DefinedCrowd: Helping companies mine, structure highly accurate data in AI applications

The Portuguese startup’s quality-controlling smart data platform is driving its exponential growth and major partnerships with the likes of IBM’s Watson Studio and Amazon

2018 has been a bumper year for Portuguese startup DefinedCrowd. In its third year of existence, it raised US$11.8 million in Series A funding from a group of major backers; launched its software as a service (SaaS) platform; opened its fourth office – its first in Asia – and embarked on two major collaborations, one with Amazon's Alexa Skills and, more recently, with IBM's Watson Studio.

The level to which it has managed to stand out from most other artificial intelligence (AI) startups – and for which it has been rewarded – is evident from its recent product integration with IBM’s Watson Studio.

The partnership with Watson Studio means that training data for two of the most in-demand workflows, namely image tagging and text sentiment analysis, is systematically sourced, structured and enriched in the same place, with users able to establish customizable data workflows via Watson Studio's user interface.

“Product integrations like this one with IBM are massive for expanding our product capabilities – always my number one priority,” the startup's founder and CEO Daniela Braga wrote in a blog post. "It’s crucial that these sorts of datasets are sourced and delivered with precision and accuracy. Earning a tech giant like IBM’s trust in handling such critical workflows is a real testament to our work so far.”

Customers turn investors

This collaboration came six months after DefinedCrowd became one of four official Alexa Skills partners – helping develop and test Alexa voice software applications, and shortly after the startup secured Series A funding led by VC Evolution Equity Partners together with Kibo Ventures, Mastercard and Portuguese electric utility Energias de Portugal. Earlier seed-round investors, like Amazon Alexa Fund and Sony, also upped their investment in the US$11.8 million round.

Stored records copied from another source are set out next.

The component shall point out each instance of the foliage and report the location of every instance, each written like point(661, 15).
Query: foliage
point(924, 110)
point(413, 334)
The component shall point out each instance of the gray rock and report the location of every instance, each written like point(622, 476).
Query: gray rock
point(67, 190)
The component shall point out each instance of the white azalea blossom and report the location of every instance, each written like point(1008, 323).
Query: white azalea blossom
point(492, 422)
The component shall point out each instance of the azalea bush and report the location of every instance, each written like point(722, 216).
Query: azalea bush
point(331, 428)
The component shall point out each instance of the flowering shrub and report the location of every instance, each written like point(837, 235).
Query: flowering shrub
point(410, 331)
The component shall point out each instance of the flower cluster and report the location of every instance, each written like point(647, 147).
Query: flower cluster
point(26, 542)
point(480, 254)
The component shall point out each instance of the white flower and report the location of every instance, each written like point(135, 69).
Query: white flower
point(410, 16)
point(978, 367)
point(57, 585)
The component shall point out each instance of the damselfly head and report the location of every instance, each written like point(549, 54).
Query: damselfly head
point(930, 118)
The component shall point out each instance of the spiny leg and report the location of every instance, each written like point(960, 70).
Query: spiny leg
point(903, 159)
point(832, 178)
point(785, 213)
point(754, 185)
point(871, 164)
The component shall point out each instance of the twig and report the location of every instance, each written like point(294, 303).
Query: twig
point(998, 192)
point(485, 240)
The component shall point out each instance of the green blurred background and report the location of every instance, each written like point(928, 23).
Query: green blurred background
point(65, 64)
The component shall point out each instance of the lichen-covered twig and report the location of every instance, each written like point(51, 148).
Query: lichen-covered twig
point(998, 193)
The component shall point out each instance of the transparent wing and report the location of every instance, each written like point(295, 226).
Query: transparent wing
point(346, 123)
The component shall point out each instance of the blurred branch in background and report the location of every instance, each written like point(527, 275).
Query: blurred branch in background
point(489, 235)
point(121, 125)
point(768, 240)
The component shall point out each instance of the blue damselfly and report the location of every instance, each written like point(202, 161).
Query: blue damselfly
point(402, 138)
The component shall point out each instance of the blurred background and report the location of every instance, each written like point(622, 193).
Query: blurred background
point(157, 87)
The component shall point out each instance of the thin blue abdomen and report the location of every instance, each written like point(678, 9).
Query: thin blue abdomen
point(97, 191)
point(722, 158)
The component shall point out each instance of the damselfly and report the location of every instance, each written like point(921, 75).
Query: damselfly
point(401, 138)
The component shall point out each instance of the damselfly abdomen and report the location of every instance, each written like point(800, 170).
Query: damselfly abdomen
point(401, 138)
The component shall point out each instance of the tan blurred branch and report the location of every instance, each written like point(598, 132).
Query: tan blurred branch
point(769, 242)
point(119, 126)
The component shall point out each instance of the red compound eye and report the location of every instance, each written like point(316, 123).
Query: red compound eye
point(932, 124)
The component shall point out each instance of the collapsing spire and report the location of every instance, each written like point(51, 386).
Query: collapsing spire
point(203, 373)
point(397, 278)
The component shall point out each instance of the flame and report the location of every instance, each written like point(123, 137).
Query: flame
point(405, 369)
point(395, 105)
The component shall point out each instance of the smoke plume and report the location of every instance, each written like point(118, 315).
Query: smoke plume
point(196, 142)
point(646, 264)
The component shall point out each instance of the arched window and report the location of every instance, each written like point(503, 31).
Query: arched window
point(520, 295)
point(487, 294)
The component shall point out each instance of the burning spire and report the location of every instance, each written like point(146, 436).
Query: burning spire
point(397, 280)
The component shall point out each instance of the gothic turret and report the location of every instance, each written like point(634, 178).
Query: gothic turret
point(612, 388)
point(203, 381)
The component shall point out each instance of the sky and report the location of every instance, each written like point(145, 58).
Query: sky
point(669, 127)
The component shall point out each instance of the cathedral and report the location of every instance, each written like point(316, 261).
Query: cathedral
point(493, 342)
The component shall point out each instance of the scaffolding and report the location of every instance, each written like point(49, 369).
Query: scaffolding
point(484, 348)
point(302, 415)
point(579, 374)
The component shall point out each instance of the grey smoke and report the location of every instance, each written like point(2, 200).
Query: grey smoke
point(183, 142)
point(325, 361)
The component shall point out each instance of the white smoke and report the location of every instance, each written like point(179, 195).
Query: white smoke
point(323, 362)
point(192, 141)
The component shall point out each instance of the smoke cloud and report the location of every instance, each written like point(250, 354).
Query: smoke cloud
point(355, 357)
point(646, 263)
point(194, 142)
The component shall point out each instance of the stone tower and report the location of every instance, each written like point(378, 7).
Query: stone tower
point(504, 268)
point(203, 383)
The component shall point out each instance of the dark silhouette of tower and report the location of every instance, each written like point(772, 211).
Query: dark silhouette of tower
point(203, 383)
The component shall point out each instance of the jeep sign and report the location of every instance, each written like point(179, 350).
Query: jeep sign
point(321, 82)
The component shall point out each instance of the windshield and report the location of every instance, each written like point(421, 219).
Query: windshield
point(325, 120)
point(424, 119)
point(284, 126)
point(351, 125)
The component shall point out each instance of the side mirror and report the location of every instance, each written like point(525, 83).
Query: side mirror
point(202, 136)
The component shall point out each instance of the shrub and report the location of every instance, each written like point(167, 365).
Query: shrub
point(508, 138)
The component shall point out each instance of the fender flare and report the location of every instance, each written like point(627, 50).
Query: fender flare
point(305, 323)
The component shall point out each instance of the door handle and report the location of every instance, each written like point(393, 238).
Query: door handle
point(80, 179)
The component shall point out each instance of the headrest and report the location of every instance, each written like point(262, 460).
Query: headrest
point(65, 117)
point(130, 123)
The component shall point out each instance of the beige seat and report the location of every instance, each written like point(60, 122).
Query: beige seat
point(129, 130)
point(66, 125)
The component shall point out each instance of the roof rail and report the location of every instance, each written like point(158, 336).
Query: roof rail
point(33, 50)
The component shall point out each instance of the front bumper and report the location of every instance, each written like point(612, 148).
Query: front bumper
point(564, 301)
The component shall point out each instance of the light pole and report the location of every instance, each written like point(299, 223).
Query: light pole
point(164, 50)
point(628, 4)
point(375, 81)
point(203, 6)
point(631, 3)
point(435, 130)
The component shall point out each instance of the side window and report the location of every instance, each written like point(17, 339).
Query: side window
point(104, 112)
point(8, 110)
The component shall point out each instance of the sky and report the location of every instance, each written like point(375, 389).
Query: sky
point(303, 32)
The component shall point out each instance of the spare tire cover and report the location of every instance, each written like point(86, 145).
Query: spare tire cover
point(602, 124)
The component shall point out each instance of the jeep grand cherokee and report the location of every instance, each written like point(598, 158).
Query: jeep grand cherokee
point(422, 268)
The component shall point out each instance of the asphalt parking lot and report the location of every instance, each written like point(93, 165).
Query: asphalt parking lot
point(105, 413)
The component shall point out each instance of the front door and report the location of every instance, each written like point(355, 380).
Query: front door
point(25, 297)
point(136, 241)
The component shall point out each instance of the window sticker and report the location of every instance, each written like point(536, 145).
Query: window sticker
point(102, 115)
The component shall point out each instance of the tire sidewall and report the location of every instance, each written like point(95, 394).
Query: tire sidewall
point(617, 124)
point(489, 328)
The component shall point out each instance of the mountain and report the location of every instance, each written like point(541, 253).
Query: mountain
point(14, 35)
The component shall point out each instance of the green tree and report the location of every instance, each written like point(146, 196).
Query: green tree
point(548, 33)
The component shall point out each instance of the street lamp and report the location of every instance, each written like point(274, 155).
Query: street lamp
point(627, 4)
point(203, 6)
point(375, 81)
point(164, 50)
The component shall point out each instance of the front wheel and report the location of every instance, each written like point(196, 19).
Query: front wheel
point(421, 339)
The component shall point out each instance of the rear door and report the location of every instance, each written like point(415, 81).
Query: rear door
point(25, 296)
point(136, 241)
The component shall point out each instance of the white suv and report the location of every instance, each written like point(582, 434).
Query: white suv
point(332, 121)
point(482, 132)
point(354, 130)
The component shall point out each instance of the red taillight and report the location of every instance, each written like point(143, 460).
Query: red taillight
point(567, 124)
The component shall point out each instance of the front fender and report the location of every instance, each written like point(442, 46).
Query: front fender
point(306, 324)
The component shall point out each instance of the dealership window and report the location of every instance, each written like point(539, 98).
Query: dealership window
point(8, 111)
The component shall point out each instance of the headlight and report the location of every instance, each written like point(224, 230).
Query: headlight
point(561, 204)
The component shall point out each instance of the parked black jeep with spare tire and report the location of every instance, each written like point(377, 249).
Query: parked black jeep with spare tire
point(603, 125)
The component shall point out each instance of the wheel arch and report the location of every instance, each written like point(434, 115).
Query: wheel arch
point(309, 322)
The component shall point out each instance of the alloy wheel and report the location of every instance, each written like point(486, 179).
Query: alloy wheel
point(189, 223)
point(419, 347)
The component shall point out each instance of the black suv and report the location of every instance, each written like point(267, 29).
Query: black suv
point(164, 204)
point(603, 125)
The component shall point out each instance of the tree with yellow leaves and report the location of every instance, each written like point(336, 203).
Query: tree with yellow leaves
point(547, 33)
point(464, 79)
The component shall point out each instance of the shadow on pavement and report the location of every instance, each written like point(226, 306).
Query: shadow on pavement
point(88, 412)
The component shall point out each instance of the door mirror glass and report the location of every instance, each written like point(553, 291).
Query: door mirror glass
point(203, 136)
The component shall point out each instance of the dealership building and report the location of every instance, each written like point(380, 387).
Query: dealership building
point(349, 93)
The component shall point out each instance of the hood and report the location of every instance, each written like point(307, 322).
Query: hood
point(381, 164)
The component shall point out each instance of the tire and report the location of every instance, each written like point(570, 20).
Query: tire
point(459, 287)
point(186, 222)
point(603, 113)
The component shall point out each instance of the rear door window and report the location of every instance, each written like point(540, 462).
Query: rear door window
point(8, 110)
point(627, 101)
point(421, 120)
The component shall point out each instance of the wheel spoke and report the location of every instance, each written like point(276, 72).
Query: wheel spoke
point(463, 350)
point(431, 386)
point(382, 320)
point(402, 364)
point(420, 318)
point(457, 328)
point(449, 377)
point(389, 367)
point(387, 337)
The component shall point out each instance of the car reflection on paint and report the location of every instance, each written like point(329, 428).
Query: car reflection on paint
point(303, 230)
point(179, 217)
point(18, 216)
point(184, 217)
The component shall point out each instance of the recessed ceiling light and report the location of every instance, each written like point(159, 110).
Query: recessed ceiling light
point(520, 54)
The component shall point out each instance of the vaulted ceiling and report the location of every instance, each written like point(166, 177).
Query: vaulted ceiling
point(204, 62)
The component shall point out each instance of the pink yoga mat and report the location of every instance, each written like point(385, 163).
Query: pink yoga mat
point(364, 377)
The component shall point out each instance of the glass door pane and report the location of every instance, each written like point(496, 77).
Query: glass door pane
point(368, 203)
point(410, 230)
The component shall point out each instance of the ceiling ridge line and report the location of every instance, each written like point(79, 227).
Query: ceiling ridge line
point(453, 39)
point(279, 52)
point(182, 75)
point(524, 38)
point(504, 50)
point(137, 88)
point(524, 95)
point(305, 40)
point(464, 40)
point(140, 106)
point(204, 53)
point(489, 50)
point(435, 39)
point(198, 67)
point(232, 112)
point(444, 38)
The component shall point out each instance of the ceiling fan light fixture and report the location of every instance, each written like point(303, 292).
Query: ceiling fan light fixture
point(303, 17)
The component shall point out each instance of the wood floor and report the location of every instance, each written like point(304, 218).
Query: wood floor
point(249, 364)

“DefinedCrowd’s SaaS platform has very quickly positioned the company as an innovative leader to solve AI/ML’s global most pressing problem: the need for continuous access to highly accurate data,” said Evolution Equity Partners Founder and Managing Partner Dennis Smith.

Braga was inspired to start DefinedCrowd in 2015 after facing this problem for 15 years, during which time she became one of the most sought-after data scientists in the field of AI and natural language processing (NLP).

An arts graduate in linguistics, she had come across a job posting by the University of Porto’s engineering department in 2000 for a linguist to help create the world’s first Portuguese text-to-speech system. As it turned out, she was the only person who applied for the role and the rest, as they say, is history. Braga went on to acquire a decade’s worth of experience developing NLP technologies for the likes of Microsoft and Voicebox Technologies.

Her experience in the field gave her a profound understanding of the "bad data" problem that often besets scientists like herself – the dagger in the heart of up to 40% of business initiatives. According to the Harvard Business Review, data cleansing and preparation account for the lion’s share of production costs when undertaking data analytics projects. If data is not mined to suitable standards in the first instance, scientists have to spend a disproportionate amount of time sorting low-quality data from usable material, preventing them from putting their resources and skills to better use – namely doing the jobs they were actually hired to do.

Born of bad data

“If you use bad data, then you get garbage out of the [AI] model. We are solving these pain points, which were my own pain points when I started my career as a data scientist,” said Braga.

With this in mind, she founded DefinedCrowd in August 2015 with her friend, Amy Du (who has since left the company to start a new venture), combining NLP, voice recognition and computational imagery to enhance the deep-learning capabilities of AI systems.

“As natural user interfaces continue to evolve, we believe that voice will become the primary input and response mechanism for all human-computer interactions,” said Du.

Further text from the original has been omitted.